Heart & Mind

July 24, 2024

When we’re training the mind, we have to train the heart as well. After all, we’re looking for a happiness that’s lasting. You have to remember that if your happiness depends on the suffering or the harm of others, it’s not going to last. They’re going to try to destroy it if they can. So you want a happiness that doesn’t harm anybody at all.

This is one of the reasons why we look inside, so that we can build our happiness not depending on other people’s resources so much as we depend on our own resources. And they’re there. Sometimes they’re obscured by old, unskillful habits. But the potential for skillful habits is always there. If that were not the case, the Buddha said he wouldn’t have taught.

So we try to develop lots of compassion for ourselves, lots of compassion for other people. That’s an important part of the practice, too. You see that other people want happiness and you don’t want to get in their way. Now, their ideas of happiness may not be all the best, so the happiness that you don’t want to get in the way of is genuine happiness—in other words, a happiness that comes from within.

So to whatever extent other people are training themselves to be more mindful, more alert, more discerning, and more focused, you want to encourage that. That means that we have to keep our speech to a minimum, saying only things that are necessary. And when you do have to speak, don’t speak in ways that stir up greed, aversion, or delusion. That’s a tall order. You have to be very careful of your speech.

There’s that Peanuts cartoon where Lucy complains, “If you go around having to watch what you say all the time, you never get much said.” Well, that’s the whole point.

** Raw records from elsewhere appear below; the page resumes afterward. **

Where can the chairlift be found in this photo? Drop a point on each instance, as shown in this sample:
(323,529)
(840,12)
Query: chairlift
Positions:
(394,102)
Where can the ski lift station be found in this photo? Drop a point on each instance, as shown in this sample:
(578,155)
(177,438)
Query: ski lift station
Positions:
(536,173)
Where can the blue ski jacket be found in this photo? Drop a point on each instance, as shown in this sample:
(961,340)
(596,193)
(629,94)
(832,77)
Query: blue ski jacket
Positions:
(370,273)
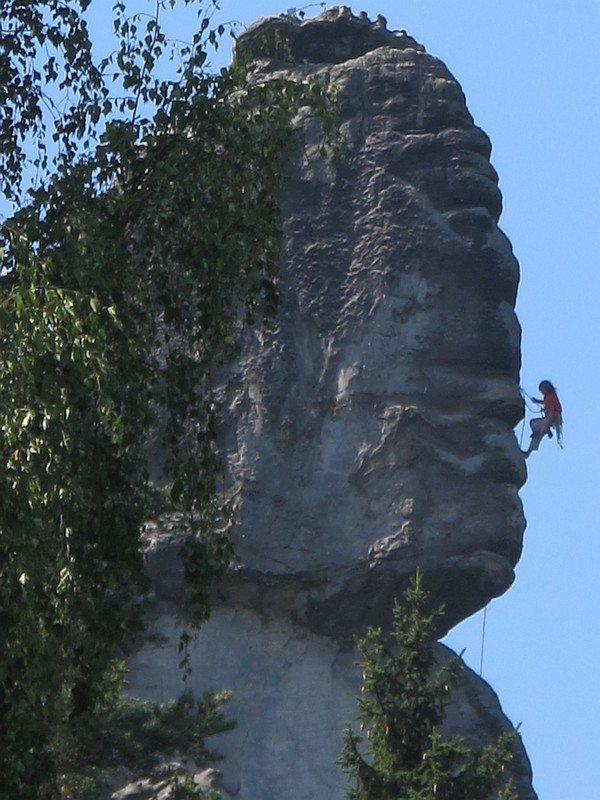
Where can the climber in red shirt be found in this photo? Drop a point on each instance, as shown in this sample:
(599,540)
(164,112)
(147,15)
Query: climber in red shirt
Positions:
(552,417)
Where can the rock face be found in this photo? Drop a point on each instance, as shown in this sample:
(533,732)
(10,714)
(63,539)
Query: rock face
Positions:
(368,430)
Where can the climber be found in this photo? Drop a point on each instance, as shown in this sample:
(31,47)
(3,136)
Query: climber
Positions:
(552,417)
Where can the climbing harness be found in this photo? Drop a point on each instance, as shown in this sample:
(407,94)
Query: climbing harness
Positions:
(538,412)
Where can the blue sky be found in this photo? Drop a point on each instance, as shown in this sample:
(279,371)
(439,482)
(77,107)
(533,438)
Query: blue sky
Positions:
(531,77)
(529,69)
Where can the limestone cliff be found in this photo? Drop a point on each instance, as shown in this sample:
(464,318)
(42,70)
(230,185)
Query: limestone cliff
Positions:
(367,430)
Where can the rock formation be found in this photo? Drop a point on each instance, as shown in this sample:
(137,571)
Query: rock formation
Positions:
(368,430)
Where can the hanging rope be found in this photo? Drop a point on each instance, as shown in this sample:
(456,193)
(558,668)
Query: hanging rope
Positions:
(483,640)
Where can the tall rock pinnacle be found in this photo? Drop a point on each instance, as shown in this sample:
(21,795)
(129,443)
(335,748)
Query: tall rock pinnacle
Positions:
(368,429)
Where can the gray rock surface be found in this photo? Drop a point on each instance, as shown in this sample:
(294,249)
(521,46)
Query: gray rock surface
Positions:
(368,430)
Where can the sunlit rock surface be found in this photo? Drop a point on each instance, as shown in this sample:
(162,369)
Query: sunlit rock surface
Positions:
(368,430)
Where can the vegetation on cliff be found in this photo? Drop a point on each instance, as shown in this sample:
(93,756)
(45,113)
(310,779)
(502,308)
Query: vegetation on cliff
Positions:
(144,228)
(402,708)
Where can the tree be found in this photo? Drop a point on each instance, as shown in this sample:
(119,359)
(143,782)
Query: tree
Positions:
(402,707)
(146,230)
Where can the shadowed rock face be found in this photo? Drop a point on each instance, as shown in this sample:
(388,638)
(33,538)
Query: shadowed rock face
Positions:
(371,425)
(368,430)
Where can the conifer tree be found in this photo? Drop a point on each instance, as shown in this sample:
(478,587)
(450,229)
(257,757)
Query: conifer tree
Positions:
(402,706)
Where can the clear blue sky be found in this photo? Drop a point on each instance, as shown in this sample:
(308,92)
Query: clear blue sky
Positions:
(529,69)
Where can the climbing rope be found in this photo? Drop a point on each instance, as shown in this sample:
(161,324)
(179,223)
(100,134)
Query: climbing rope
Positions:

Say things that are worth saying. As for things that are not worth saying, just leave them in the trash heap of the mind. Let them go. Focus on your need to create the causes of true happiness inside.

But whenever we can lighten one another’s burdens, that’s an important part of the practice, too. So it’s not just you don’t get involved with people and run away. You think of how you can help. After all, generosity is an important part of the practice. This is why the Buddha would begin with generosity in so many of his lists of dhammas: being generous not only with your things, but also with your time, with your forgiveness, with your knowledge, with your energy. That’s nourishment for the path.

So think about the fact that when the Buddha says citta, it means not only mind, but also heart. That means that when we’re training the citta, we’re training both the heart and the mind: the heart in the sense of the kindness you extend to others, and also in the sense of being determined on wanting a happiness that’s genuine, a happiness that’s true. In other words, the heart includes the will. We’re training that as well.

So train both your heart and your mind and you’ll find that the path progresses well, in a balanced way. Otherwise, it’s like exercising only one set of muscles in your body and leaving the rest weak. You get pulled out of alignment. And even though you have strength in that one set, it’s not good. You want to have your strengths balanced. You want to have your mind balanced. In that way the path becomes a lot smoother, and your act of walking on the path becomes a lot more graceful and direct.